Spring Chicken Pot Pie
Ingredients
- 1 sheet of frozen puff pastry, thawed
- 1 rotisserie chicken, white meat shredded
- 4 T. unsalted butter
- 2 leeks, white and light green parts only, chopped
- 2 potatoes, peeled and sliced
- 1 t. salt
- ½ t. white pepper
- 2 c. chicken broth
- ¼ c. heavy cream
- ½ c. Irish cheddar cheese, shredded
- 2 T. fresh dill, chopped
- 1 c. frozen baby peas
Preparation
- Preheat oven to 450 degrees. Cut puff pastry into four circles to fit the tops of 4 large ramekins or ceramic soup dishes (oven-safe).
- Heat butter over medium-high heat in a large sauce pan and add leeks. Cook for about 5 minutes. Add potatoes, chicken broth, salt and pepper.

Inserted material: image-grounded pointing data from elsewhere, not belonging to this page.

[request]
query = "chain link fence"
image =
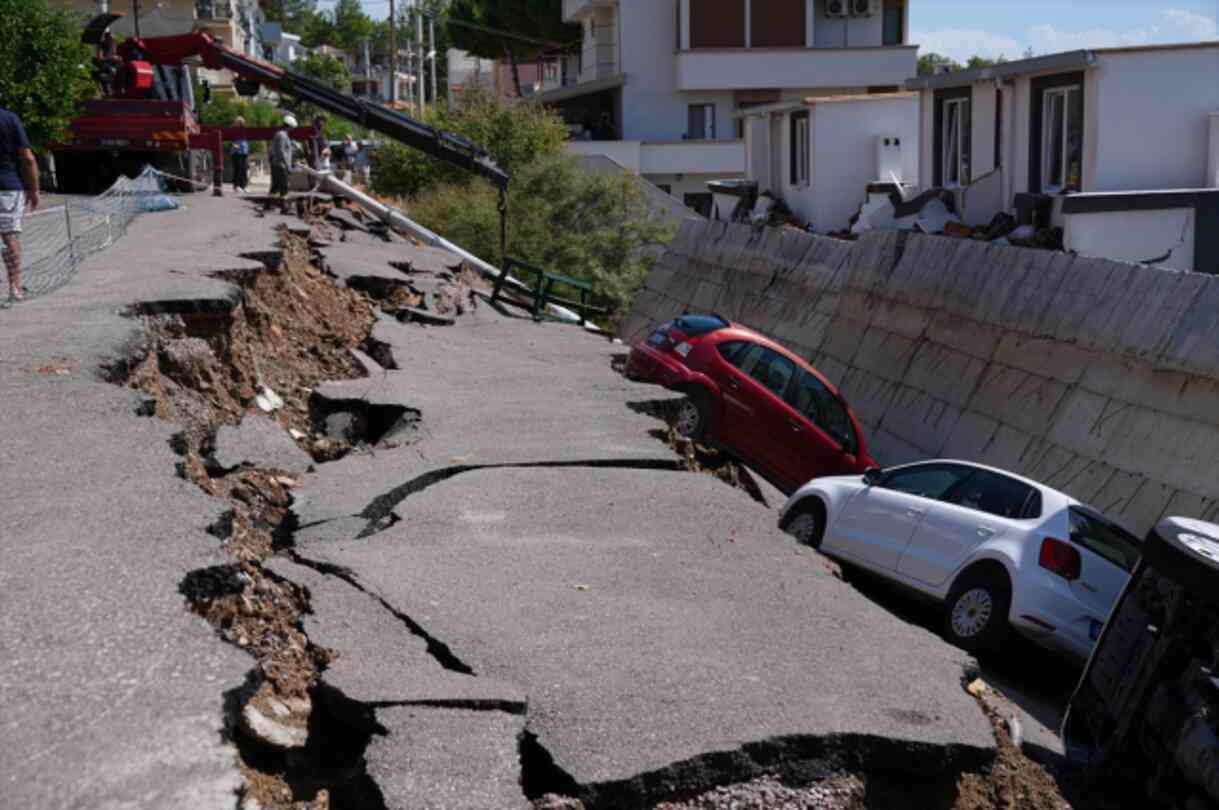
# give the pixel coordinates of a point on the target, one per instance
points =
(56, 239)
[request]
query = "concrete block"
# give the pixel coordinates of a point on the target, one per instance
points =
(705, 298)
(833, 370)
(964, 334)
(844, 338)
(920, 420)
(1018, 398)
(1006, 448)
(901, 318)
(891, 450)
(1118, 492)
(970, 437)
(1186, 504)
(1076, 297)
(1042, 356)
(1195, 340)
(1089, 423)
(885, 354)
(1134, 381)
(869, 395)
(1146, 506)
(945, 372)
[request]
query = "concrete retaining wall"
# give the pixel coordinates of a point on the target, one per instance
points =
(1092, 376)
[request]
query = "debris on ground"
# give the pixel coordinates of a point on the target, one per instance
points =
(290, 329)
(769, 793)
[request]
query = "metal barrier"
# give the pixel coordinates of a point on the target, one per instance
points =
(55, 239)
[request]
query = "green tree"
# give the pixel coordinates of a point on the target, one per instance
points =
(351, 26)
(512, 132)
(595, 227)
(930, 64)
(44, 68)
(510, 29)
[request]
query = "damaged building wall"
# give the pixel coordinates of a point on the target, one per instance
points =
(1096, 377)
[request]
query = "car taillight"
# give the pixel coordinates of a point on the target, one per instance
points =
(1059, 558)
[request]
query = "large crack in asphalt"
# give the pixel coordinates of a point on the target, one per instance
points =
(382, 508)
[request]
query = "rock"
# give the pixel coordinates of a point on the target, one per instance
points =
(423, 316)
(271, 731)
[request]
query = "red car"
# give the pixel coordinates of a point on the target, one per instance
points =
(750, 395)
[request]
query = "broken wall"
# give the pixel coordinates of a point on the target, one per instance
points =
(1096, 377)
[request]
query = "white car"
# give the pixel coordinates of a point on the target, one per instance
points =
(997, 549)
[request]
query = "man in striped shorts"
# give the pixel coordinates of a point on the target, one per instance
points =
(17, 164)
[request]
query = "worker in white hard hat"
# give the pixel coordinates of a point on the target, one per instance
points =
(282, 160)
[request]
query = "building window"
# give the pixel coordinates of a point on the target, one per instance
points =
(955, 143)
(895, 12)
(800, 148)
(1062, 138)
(701, 122)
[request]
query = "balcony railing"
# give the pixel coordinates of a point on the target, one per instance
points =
(805, 67)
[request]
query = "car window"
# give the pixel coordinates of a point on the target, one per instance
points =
(995, 494)
(814, 400)
(746, 356)
(699, 325)
(774, 371)
(729, 348)
(1103, 538)
(925, 480)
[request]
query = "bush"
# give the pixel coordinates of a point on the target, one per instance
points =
(44, 68)
(515, 134)
(595, 227)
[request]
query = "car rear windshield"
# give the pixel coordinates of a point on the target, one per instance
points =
(1103, 537)
(699, 325)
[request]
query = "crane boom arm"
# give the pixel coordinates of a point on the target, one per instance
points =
(444, 145)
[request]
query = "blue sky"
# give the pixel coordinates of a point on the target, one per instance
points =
(997, 27)
(961, 28)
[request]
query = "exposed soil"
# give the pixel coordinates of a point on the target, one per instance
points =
(290, 329)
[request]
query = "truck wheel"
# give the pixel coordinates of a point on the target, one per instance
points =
(978, 605)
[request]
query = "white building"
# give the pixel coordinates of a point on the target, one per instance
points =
(280, 46)
(660, 81)
(1119, 146)
(820, 155)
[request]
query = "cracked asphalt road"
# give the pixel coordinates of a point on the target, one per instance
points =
(643, 619)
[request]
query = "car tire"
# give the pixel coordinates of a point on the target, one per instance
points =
(977, 610)
(693, 419)
(806, 522)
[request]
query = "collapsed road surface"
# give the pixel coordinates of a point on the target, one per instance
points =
(516, 588)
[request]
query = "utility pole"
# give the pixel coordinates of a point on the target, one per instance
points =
(418, 50)
(432, 54)
(393, 57)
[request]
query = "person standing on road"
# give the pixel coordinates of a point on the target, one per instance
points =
(240, 151)
(282, 160)
(17, 164)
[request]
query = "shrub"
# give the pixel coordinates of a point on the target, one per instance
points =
(595, 227)
(515, 133)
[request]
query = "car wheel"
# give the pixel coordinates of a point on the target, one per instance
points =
(807, 525)
(978, 605)
(693, 419)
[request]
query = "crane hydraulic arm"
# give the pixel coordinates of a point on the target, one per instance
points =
(444, 145)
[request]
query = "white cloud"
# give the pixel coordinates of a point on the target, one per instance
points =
(959, 44)
(1174, 26)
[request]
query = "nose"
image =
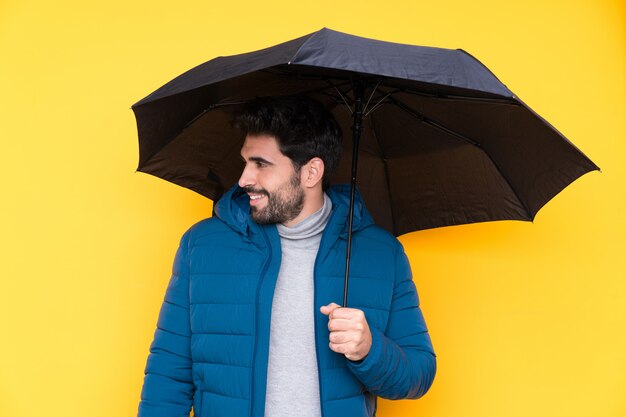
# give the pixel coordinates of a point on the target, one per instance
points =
(247, 177)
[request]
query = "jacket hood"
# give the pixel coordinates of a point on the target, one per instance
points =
(234, 210)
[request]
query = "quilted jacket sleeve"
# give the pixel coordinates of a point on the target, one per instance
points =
(401, 362)
(168, 388)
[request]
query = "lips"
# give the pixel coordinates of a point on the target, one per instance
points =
(256, 196)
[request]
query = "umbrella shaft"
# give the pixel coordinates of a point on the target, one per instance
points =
(356, 136)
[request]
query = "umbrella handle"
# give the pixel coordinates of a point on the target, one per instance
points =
(357, 115)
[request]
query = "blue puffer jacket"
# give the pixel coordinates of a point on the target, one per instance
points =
(210, 349)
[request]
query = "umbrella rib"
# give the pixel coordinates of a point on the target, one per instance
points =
(441, 127)
(434, 123)
(370, 98)
(384, 160)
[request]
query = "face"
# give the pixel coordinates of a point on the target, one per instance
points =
(269, 178)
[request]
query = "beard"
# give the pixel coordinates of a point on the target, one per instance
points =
(283, 205)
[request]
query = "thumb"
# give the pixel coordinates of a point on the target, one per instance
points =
(326, 310)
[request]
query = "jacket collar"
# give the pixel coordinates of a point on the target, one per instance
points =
(234, 210)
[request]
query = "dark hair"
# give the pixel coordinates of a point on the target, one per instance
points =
(303, 128)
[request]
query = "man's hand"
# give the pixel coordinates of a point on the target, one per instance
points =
(349, 332)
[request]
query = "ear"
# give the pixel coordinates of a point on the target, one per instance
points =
(312, 173)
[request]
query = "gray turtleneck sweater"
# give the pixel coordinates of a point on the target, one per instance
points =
(292, 381)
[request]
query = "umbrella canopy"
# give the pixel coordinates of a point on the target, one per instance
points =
(443, 141)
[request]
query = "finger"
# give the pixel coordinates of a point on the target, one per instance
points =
(327, 309)
(342, 337)
(347, 313)
(341, 325)
(338, 347)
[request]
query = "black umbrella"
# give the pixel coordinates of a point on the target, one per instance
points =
(443, 141)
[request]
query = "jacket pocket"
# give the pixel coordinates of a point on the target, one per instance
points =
(197, 401)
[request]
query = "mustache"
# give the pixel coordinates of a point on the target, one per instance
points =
(249, 189)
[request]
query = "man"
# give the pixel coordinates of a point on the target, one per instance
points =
(249, 325)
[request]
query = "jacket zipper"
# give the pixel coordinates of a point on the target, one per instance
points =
(256, 318)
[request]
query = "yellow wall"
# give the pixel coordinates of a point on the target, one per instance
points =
(528, 319)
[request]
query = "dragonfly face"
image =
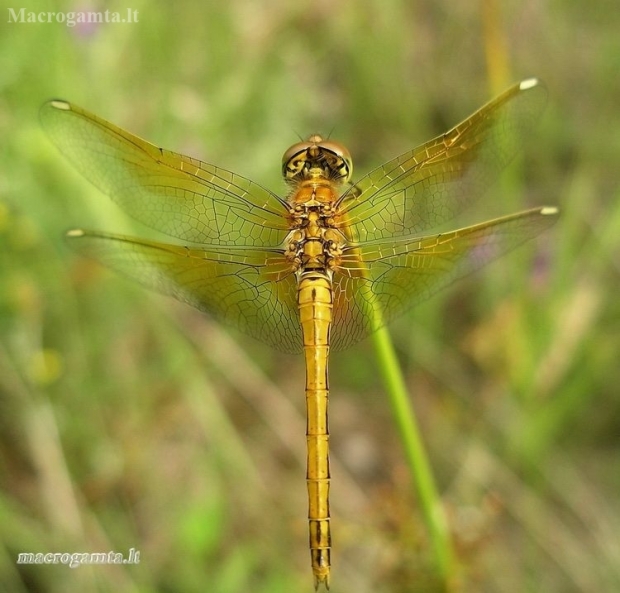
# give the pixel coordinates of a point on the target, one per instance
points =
(320, 269)
(317, 158)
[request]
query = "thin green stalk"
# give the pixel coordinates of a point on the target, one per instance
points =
(424, 482)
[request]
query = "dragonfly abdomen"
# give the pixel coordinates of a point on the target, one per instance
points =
(315, 311)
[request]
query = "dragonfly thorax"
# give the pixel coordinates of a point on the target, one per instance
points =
(317, 158)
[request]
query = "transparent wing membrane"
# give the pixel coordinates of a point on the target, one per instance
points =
(177, 195)
(236, 268)
(433, 183)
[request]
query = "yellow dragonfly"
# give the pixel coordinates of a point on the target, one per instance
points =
(324, 266)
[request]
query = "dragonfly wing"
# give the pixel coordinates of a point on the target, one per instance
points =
(380, 281)
(175, 194)
(432, 183)
(252, 290)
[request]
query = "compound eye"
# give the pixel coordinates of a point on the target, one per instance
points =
(295, 153)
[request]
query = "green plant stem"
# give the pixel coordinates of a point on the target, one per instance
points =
(424, 483)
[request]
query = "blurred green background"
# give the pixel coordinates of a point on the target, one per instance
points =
(129, 420)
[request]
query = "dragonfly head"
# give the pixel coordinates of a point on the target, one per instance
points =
(317, 157)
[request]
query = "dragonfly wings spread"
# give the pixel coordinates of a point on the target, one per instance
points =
(172, 193)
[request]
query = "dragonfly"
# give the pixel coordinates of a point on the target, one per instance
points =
(324, 266)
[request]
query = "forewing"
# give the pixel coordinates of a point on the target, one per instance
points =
(175, 194)
(252, 290)
(378, 282)
(431, 184)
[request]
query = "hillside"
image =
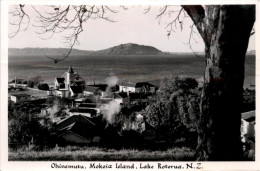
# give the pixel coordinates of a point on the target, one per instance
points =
(123, 49)
(129, 49)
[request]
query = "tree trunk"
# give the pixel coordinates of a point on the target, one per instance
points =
(226, 32)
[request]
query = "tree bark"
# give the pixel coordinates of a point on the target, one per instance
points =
(226, 32)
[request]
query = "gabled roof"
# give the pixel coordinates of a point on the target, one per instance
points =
(138, 96)
(76, 89)
(60, 80)
(21, 95)
(102, 87)
(141, 84)
(138, 84)
(128, 84)
(91, 89)
(121, 95)
(88, 105)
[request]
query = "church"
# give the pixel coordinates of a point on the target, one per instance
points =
(69, 84)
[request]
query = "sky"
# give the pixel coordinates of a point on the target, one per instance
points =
(131, 26)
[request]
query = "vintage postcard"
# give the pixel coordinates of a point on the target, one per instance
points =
(147, 85)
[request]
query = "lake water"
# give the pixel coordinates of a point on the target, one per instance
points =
(126, 68)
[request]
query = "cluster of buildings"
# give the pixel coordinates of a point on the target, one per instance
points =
(83, 123)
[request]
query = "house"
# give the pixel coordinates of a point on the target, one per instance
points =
(20, 98)
(148, 132)
(69, 84)
(248, 125)
(102, 90)
(139, 87)
(92, 90)
(84, 112)
(122, 98)
(94, 106)
(79, 129)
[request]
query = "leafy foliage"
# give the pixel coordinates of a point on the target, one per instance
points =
(175, 109)
(25, 125)
(248, 100)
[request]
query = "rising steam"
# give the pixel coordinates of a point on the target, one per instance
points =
(111, 80)
(110, 109)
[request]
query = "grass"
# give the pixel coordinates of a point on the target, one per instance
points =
(72, 153)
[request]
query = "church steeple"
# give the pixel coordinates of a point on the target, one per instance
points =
(70, 70)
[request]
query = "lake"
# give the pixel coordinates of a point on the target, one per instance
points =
(126, 68)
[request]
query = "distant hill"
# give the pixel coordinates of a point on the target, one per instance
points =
(129, 49)
(123, 49)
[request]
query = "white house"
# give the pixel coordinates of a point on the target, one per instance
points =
(84, 112)
(248, 125)
(69, 84)
(20, 98)
(139, 87)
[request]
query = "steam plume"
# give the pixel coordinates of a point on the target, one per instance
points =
(110, 109)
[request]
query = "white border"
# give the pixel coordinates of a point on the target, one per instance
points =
(5, 165)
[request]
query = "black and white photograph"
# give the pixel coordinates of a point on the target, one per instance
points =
(129, 86)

Bring to a boil, then lower heat to simmer for about 20 minutes, or until potatoes are fork-tender.
- Remove the leek and potato mixture from the heat and blend until smooth. I used an immersion blender directly in the sauce pan.
- Return the leek and potato "soup" to the stove. Over medium heat, stir in the cream, shredded chicken, peas and dill. Then add the Irish cheddar and stir until melted.
- Divide the filling evenly among four ramekins or soup dishes. Top each dish with a circle of the puff pastry.
- Bake on the center rack of the oven for 20 - 25 minutes, until puff pastry is golden brown. Allow to cool for about 5 minutes and serve.